We’re here today to try and inform as many veterans as we can.
We’re here with Dr. Bash.
Welcome, radio land, TV land, and YouTube viewers and listeners. This is Dr. Craig Bash. I’ve been doing Veterans Medical Opinions for 30 years, and I have dozens and dozens of these radio shows, which we’re going to publish on this YouTube channel, numbered one to whatever. So thank you for listening, and here we go.

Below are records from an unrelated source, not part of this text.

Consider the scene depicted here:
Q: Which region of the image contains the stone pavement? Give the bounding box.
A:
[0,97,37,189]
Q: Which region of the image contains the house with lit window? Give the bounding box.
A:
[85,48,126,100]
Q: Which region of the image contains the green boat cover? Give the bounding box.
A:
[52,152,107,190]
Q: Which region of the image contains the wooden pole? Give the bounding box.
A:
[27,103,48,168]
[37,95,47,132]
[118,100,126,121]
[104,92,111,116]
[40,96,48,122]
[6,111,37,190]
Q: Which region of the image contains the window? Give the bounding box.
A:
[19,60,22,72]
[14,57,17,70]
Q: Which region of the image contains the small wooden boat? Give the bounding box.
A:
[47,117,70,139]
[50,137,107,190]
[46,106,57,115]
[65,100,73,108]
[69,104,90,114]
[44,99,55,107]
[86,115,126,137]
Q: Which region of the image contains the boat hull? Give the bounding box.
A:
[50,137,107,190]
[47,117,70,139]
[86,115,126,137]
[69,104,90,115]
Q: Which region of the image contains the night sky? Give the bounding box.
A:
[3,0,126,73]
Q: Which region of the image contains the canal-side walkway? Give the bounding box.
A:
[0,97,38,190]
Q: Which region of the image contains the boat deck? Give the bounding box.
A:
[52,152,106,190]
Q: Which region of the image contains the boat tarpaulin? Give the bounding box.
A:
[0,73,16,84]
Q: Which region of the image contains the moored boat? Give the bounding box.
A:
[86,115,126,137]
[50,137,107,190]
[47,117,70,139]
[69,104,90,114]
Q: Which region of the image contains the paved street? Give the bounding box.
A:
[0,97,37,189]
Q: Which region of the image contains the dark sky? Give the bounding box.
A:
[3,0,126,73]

Okay, we’ve already set the discussion topic. We’re going to start off with the Bash Bulletin, one that deals with the importance of getting independent medical opinions or examinations when doing your VA claim. Right, right, for the examination. Yeah, yeah, I mean, you know, a specific question, basically just kind of an overview, you know, just based on your bulletin itself. You know, how you roll it up, just basically the importance of getting an evaluation, what to look for, and things like that, and what type of evaluation a person needs, and you know, what type of doctors and things like that, just general information. Yeah, yeah, you know, those CMP examinations or DBQs are important because it’s the way the VA provides Nexus. You know, the DBQ and the exam are basically the rating percent, and the Nexus is the linkage.

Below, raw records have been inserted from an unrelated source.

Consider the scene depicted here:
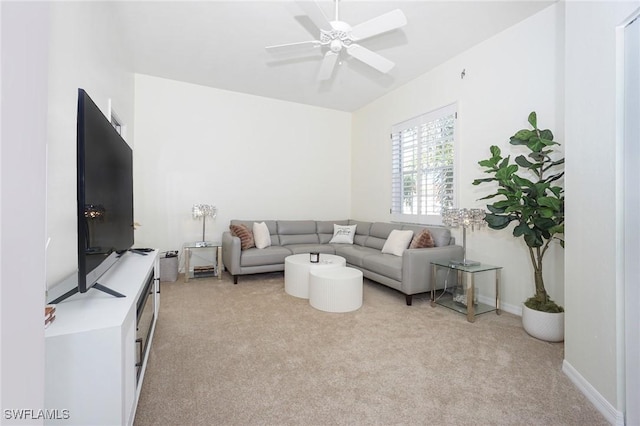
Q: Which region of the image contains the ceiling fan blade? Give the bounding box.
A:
[351,9,407,41]
[265,40,322,53]
[318,50,338,81]
[296,0,331,30]
[347,44,395,74]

So, the VA can hurt you on both sides of that. They can downplay the exam, and they can downplay the Nexus. So the best idea is to be prepared when you go in, and one way to be prepared is to make sure you get as much testing as you can. So, for example, maybe you have a spine injury, and it’s gotten worse over the years. If you get a repeat X-ray or MRI scan that shows it got worse, then that’s good evidence the VA has to think about, instead of just relying on a physical exam that might be a little bit better depending on the day and stuff like that. So that helps. That applies to kidney disease, hearing tests, and everything. Try to get testing to document what’s going on.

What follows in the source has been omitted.